Oh lord, what else. I am aware that this "review" has little to no structure, and for that I apologize, but it is dificult to not rant about how bad this book/movie franchise is. One of the main things the movie does better than the book (and there are quite a few of them) is that it introduces the Bad Guy Vampire Clan way earlier than the book did, and thus lends the film some semblance of a plot. The main thing that the movie does WORSE than the book is that where the book lacked notable passion and chemistry between the two main characters, the movie is missing it entirely. You'd think that if you were handed this source novel and told "make this into a movie teenaged girls will swoon for," you'd try to instill at least a LITTLE bit of passion into the screenplay, wouldn't you? But no. The screenplay is, if possible, even more perplexingly boring than the original material, perhaps because a lot of the dialogue is lifted directly from the book. In my mind I could make it read with some sort of inflection, but on screen, the actors read it for me, and read it with zero emotion.

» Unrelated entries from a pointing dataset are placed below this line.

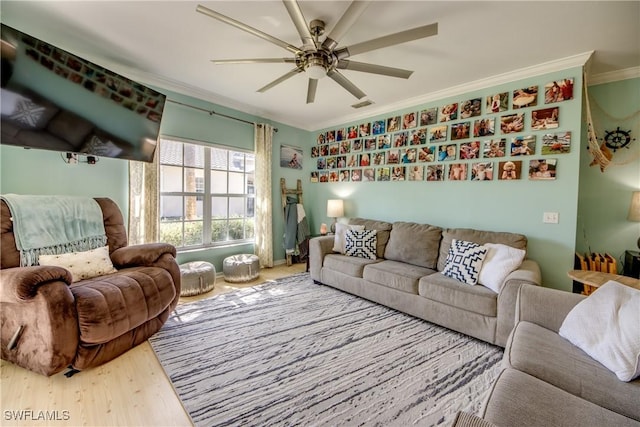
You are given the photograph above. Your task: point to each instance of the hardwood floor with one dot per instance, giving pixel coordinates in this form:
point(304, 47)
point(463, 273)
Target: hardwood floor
point(131, 390)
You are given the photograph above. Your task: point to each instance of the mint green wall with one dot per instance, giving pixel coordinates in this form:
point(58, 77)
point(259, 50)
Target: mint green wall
point(604, 197)
point(31, 171)
point(515, 206)
point(44, 172)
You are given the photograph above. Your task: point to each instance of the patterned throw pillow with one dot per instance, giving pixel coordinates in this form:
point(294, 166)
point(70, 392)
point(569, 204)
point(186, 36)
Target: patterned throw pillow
point(464, 261)
point(361, 243)
point(82, 265)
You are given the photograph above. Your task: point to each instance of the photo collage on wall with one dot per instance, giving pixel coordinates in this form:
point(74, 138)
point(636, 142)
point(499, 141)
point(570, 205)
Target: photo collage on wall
point(503, 136)
point(124, 92)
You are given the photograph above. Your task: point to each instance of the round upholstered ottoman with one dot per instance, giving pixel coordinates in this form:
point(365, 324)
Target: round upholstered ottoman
point(241, 268)
point(197, 277)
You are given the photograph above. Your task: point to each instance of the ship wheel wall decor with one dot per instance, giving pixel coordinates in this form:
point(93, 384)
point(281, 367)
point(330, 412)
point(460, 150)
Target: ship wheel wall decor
point(618, 138)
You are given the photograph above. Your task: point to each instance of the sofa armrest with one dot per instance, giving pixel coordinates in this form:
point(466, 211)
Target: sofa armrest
point(22, 283)
point(465, 419)
point(38, 309)
point(527, 273)
point(318, 248)
point(544, 306)
point(141, 255)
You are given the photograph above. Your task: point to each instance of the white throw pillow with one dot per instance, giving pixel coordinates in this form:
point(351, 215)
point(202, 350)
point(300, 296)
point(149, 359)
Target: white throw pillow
point(498, 263)
point(464, 261)
point(82, 265)
point(361, 243)
point(606, 326)
point(339, 241)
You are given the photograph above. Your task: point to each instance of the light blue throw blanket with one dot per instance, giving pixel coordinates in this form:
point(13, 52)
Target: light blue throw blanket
point(49, 225)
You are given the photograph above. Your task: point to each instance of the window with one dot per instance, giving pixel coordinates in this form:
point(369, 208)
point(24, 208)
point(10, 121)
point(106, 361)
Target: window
point(207, 196)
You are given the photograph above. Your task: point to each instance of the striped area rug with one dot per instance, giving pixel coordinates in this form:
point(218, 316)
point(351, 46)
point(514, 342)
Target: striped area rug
point(296, 353)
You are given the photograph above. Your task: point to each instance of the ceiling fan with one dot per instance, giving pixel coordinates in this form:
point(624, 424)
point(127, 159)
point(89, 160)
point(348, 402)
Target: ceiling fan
point(323, 58)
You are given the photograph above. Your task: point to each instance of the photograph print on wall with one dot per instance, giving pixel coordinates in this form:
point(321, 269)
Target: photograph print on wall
point(428, 116)
point(526, 97)
point(510, 170)
point(558, 90)
point(460, 130)
point(290, 157)
point(482, 171)
point(470, 150)
point(409, 121)
point(435, 173)
point(470, 108)
point(416, 173)
point(543, 169)
point(523, 145)
point(393, 124)
point(378, 127)
point(497, 103)
point(438, 133)
point(494, 148)
point(484, 127)
point(556, 143)
point(546, 118)
point(512, 123)
point(449, 112)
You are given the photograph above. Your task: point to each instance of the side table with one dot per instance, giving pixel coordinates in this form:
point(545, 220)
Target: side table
point(592, 280)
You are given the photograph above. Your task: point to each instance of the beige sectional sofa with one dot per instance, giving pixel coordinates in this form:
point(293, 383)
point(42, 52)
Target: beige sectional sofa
point(547, 381)
point(407, 276)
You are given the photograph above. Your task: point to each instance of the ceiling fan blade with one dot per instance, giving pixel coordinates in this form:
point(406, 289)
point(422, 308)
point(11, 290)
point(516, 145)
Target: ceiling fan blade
point(223, 18)
point(301, 24)
point(345, 83)
point(254, 61)
point(390, 40)
point(345, 64)
point(311, 90)
point(352, 13)
point(280, 80)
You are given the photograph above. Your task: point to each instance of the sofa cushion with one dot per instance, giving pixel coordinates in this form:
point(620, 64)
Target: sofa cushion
point(544, 354)
point(397, 275)
point(383, 231)
point(361, 243)
point(339, 236)
point(82, 265)
point(606, 326)
point(413, 243)
point(477, 299)
point(351, 266)
point(498, 263)
point(518, 399)
point(464, 261)
point(480, 237)
point(110, 306)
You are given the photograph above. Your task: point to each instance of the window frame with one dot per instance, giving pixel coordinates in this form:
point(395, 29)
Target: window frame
point(207, 196)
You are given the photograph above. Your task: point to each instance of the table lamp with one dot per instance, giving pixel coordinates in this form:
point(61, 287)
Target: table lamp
point(335, 209)
point(634, 210)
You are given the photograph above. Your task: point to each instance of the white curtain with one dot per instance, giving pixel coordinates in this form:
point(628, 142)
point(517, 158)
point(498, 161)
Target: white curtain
point(263, 215)
point(143, 200)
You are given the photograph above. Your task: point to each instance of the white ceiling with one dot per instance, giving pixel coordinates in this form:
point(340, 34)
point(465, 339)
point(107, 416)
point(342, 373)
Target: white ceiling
point(168, 43)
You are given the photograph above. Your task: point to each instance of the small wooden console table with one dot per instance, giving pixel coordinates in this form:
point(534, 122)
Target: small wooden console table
point(592, 280)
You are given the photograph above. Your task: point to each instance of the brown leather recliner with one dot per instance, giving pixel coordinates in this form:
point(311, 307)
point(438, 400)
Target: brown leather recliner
point(86, 323)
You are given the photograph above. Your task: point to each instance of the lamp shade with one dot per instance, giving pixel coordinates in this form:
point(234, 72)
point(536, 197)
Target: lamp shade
point(335, 208)
point(634, 209)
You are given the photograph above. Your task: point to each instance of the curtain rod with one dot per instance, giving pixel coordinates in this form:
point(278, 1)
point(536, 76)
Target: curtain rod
point(212, 112)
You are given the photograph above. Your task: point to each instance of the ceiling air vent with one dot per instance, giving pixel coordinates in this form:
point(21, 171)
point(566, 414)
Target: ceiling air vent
point(362, 104)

On a final note, the cinematography is simply boring. The DP, Elliot Davis, decided that everything should be very blue, so as to evoke the "cold" feeling of living in the Pacific Northwest and hanging out with vampires. Sure. Fine. Whatever. It sort of works in some ways. What DOESN'T work about it is that the BLUE BLUE BLUE is not offset by anything. Knowing the book as I do, the perfect scene in which to do this would be when Edward takes Bella into a mountain meadow to show her what happens to his skin when he is out in the sun (answer: he gets super sparkly! And Bella loves him MORE!). A scene showcasing sun when the rest of the movie takes place under a cover of clouds? What a great time to use warm, golden lighting to make a point of how special and romantic that moment is? But no. Not only is the scene re-set to be in the middle of a forest with mere shafts of light, the shafts of light themselves are pretty much still blue. How boring. That about sums up the cinematography in the film, if not the film itself.
The two best parts were a) the short scene when Edward drives Bella to school and is wearing sunglasses and puts his arm around her when everyone stares, and b) the massive frame full of graduation caps in the Cullen's house, accompanied by the line "We matriculate a lot." That was clever.
Other than that, you can probably skip both the book and the movie. What does it say about me, though, that I read the sequel to Twilight, New Moon? It says I am a sucker for serials in which I am already familiar with the characters and don't have to work at reading them at all. It's shameful, but true.
I have to copy Tim in his review and encourage everyone who wants to see a good quality vampire movie to go see Let The Right One In, which is everything a vampire movie should be and more.
Thursday, November 20, 2008
Let The Right One In
I saw an awesome Swedish vampire movie a few weeks ago, and ever since I have been meaning to write a post on it, but of course I never got around to it, and now Tim has written an amazing review of it. I of course could never match Tim's writing on film (or, for that matter, his writing on anything), so I urge you to go read Tim's review of Let The Right One In, and then go see the movie. It's one of the most original movies I've seen in a long time.